1969
First ATM Opens for Business
On this day in 1969, America’s first automatic teller machine
(ATM) makes its public debut, dispensing cash to customers at Chemical Bank in
Rockville Center, New York. ATMs went on to revolutionize the banking industry,
eliminating the need to visit a bank to conduct basic financial transactions.
By the 1980s, these money machines had become widely popular and handled many
of the functions previously performed by human tellers, such as check deposits
and money transfers between accounts. Today, ATMs are as indispensable to most
people as cell phones and e-mail.
Several inventors worked on early versions of a cash-dispensing
machine, but Don Wetzel, an executive at Docutel, a Dallas company that
developed automated baggage-handling equipment, is generally credited as coming
up with the idea for the modern ATM. Wetzel reportedly conceived of the concept
while waiting on line at a bank. The ATM that debuted in New York in 1969 was
only able to give out cash, but in 1971, an ATM that could handle multiple functions,
including providing customers’ account balances, was introduced.

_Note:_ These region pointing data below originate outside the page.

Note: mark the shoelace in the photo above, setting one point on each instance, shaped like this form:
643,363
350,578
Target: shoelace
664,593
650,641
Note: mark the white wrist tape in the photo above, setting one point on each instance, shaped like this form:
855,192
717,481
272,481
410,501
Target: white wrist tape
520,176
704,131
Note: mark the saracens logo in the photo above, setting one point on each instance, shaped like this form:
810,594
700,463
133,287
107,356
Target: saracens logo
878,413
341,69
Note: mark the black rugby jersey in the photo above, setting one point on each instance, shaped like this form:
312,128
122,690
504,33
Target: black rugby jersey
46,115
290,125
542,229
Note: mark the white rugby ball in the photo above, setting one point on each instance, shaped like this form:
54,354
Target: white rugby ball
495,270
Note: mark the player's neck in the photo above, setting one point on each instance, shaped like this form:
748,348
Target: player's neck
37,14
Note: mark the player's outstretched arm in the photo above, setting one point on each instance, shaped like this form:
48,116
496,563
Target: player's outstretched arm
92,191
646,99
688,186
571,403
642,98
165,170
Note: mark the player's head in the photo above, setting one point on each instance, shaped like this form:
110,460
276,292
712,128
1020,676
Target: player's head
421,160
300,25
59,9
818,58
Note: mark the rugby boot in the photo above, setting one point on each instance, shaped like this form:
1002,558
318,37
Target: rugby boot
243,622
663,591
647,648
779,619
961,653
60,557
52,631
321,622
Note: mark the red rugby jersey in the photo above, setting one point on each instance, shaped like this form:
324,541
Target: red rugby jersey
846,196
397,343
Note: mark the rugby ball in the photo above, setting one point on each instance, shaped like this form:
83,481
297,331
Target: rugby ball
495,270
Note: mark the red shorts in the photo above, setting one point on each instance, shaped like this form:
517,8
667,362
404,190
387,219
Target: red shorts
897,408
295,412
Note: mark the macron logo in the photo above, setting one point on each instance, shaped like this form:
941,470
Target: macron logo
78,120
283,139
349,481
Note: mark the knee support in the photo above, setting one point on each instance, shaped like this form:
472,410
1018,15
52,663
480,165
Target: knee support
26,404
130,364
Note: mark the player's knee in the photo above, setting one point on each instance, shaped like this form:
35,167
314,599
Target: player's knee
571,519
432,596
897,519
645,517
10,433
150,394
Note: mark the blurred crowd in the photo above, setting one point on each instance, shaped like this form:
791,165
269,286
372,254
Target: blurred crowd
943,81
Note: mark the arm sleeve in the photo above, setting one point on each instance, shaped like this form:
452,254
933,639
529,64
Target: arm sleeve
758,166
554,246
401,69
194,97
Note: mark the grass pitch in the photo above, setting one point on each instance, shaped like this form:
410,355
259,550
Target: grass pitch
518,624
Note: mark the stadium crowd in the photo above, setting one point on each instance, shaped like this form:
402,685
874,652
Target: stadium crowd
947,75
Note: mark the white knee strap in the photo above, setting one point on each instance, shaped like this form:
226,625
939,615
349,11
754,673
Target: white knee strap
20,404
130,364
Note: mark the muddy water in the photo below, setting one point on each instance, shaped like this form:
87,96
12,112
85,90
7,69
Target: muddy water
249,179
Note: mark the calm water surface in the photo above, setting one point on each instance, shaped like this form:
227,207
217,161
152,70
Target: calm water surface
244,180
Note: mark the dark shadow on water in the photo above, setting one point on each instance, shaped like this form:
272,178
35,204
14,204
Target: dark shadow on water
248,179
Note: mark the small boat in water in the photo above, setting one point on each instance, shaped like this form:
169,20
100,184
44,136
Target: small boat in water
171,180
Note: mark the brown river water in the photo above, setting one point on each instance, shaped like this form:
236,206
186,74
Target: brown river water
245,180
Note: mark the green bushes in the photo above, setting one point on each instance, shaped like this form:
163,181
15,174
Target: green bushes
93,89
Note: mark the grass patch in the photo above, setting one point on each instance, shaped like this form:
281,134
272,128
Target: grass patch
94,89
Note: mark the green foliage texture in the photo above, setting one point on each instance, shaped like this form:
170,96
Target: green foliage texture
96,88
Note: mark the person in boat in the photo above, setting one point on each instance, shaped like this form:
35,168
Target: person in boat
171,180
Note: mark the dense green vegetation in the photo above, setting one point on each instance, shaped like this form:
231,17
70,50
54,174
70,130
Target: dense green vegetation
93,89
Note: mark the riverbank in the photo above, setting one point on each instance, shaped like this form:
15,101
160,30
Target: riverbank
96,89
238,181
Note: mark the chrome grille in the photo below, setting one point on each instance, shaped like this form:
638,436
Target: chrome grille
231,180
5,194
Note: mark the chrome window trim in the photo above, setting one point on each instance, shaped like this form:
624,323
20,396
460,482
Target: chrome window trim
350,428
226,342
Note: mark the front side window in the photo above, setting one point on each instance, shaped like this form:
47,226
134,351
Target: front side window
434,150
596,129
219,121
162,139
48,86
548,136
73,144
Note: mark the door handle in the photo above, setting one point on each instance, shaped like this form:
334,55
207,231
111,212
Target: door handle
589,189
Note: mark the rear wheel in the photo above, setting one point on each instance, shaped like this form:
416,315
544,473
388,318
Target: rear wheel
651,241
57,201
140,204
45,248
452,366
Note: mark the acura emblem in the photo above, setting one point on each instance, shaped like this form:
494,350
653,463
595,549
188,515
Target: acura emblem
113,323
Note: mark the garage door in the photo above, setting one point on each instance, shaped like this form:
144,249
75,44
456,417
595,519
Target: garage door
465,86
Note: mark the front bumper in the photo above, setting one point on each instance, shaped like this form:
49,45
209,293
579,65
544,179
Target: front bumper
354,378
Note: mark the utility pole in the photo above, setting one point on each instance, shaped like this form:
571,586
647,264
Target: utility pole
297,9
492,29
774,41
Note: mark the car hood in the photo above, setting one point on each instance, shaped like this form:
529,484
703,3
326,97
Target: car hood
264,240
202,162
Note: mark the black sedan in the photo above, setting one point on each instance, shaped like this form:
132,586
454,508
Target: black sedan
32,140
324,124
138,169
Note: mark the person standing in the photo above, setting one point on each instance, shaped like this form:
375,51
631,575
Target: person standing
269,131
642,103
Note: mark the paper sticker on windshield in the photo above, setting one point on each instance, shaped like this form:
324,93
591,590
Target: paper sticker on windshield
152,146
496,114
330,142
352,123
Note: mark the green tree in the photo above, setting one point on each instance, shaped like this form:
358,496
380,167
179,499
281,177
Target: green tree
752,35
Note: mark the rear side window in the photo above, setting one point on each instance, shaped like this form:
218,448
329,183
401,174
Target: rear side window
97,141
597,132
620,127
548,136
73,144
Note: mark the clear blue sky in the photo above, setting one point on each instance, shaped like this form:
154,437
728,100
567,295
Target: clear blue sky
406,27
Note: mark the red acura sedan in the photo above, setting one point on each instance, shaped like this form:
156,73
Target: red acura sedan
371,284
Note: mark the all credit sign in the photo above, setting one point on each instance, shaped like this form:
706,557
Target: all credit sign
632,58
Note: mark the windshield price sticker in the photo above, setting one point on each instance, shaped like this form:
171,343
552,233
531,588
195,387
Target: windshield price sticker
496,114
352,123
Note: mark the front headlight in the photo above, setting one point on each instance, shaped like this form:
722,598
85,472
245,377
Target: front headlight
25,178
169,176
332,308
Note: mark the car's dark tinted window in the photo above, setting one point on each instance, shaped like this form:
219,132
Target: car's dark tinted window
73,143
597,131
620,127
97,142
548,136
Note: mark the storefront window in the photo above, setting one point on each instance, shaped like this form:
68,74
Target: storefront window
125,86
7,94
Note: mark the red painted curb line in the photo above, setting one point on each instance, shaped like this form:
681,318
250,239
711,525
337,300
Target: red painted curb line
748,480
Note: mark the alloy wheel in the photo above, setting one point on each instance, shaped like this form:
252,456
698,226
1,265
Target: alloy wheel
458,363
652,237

ATMs eventually expanded beyond the confines of banks and today
can be found everywhere from gas stations to convenience stores to cruise
ships. There is even an ATM at McMurdo Station in Antarctica. Non-banks lease
the machines (so-called “off premise” ATMs) or own them outright.
Today there are well over 1 million ATMs around the world, with
a new one added approximately every five minutes. It’s estimated that more than
170 Americans over the age of 18 had an ATM card in 2005 and used it six to
eight times a month. Not surprisingly, ATMs get their busiest workouts on
Fridays.
In the 1990s, banks began charging fees to use ATMs, a
profitable move for them and an annoying one for consumers. Consumers were also
faced with an increase in ATM crimes and scams. Robbers preyed on people using
money machines in poorly lit or otherwise unsafe locations, and criminals also
devised ways to steal customers’ PINs (personal identification numbers), even
setting up fake money machines to capture the information. In response, city
and state governments passed legislation such as New York’s ATM Safety Act in
1996, which required banks to install such things as surveillance cameras,
reflective mirrors and locked entryways for their ATMs.